Find Kellie Baker Betterhelp – Your Helpers

And ocd it was without treatment… Kellie Baker Betterhelp… i didn’t have medication for it i wasn’t in treatment for it so i’ve basically been struggling my entire life without any sort of assistance i didn’t think that i needed the aid i believed i might just do it on my own on my 27th birthday in 2016 i started to privately document my psychological health journey and my strategy was is that year i was going to alter psychologically just by share will today is the morning of my 27th birthday i have been living with ocd my whole life every year every single moment has actually been littered with worry and fear that constantly pan out to be absolutely nothing i’ve never taken pleasure in anything due to some worry and i’m ready to stop that i’m happy i feel very enthusiastic today that didn’t take place 3 years later i stumbled across talk space in fact i didn’t stumble across it you people the fat tuesday fam which is the people who view my videos if you’re new to my channel it was simply some random live stream we began talking about mental health and you men let me understand about talk area and that changed whatever oh boy whatever is genuine untidy in here get the canine hair off i don’t know if you men know this i believe i’ve told some of you but like i i handle some psychological stuff going on and um i was on instagram live the other day and the fat tuesday fam who which i have actually spilled coffee all over.
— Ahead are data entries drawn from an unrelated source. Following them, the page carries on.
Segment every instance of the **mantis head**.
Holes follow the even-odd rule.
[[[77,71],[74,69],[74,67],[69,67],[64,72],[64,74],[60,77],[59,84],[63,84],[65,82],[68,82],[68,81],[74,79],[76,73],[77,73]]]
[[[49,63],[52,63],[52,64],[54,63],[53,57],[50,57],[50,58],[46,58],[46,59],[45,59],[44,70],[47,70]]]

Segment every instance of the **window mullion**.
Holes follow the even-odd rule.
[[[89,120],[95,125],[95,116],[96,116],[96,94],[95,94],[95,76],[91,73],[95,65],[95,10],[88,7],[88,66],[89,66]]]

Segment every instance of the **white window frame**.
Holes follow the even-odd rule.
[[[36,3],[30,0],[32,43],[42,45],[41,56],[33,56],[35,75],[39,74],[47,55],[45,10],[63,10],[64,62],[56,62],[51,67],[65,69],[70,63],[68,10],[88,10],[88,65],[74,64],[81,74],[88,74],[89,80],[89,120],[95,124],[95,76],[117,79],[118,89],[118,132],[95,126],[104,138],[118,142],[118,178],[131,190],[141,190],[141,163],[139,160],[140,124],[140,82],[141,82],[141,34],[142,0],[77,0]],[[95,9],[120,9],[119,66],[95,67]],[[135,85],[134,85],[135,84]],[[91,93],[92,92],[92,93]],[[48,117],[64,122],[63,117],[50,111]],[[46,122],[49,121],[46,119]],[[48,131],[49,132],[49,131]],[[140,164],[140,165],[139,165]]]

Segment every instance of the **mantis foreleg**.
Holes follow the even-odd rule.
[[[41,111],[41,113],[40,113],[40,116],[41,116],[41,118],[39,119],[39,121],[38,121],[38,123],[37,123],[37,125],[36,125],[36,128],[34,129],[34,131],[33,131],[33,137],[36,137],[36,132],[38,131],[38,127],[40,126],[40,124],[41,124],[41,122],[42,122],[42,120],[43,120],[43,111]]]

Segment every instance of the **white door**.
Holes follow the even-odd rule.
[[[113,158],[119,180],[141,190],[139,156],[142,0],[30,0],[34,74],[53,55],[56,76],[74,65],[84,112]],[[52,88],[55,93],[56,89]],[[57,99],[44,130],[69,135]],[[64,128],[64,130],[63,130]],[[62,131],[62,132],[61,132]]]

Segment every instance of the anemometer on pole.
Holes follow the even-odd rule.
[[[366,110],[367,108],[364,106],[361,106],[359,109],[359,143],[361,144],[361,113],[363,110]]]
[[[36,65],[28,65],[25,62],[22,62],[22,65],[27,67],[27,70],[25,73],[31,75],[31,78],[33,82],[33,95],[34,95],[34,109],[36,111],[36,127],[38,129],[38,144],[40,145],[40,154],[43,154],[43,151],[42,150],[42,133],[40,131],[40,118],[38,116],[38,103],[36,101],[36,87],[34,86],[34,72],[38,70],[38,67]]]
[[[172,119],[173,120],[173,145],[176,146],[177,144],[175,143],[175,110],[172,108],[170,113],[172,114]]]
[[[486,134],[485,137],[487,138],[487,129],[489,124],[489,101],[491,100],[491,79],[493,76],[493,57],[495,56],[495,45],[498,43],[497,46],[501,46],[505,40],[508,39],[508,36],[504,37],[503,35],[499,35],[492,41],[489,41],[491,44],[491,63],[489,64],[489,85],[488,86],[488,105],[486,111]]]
Kellie Baker Betterhelp

How do Talkspace therapists get paid?

you men and i’m sorry you men in fact told me about this it’s like an app called talkspace and this is not sponsored by talkspace however i am interested in it this entire morning i actually was struggling and i had a hard time basically like every each and every single early morning specifically on the weekends like today’s saturday saturdays have actually constantly sucked they’ve always been actually tough psychological days for me i don’t know what’s next i’m simply gon na try this out i might dislike it i do not know i do not actually want to get a therapist i have actually always wished to just deal with my mental things without having to get one due to the fact that to me i just um i simply don’t want to need to go through all of this and i don’t wish to need to tell people all of my stuff and just go through all of this i simply don’t seem like doing all of this and i actually simply wished to manage this on my own i’m not 100 sure that i can after almost thirty years of attempting so we’re gon na enter that today uh i do not know i’m just tired of handling this and like like i stated.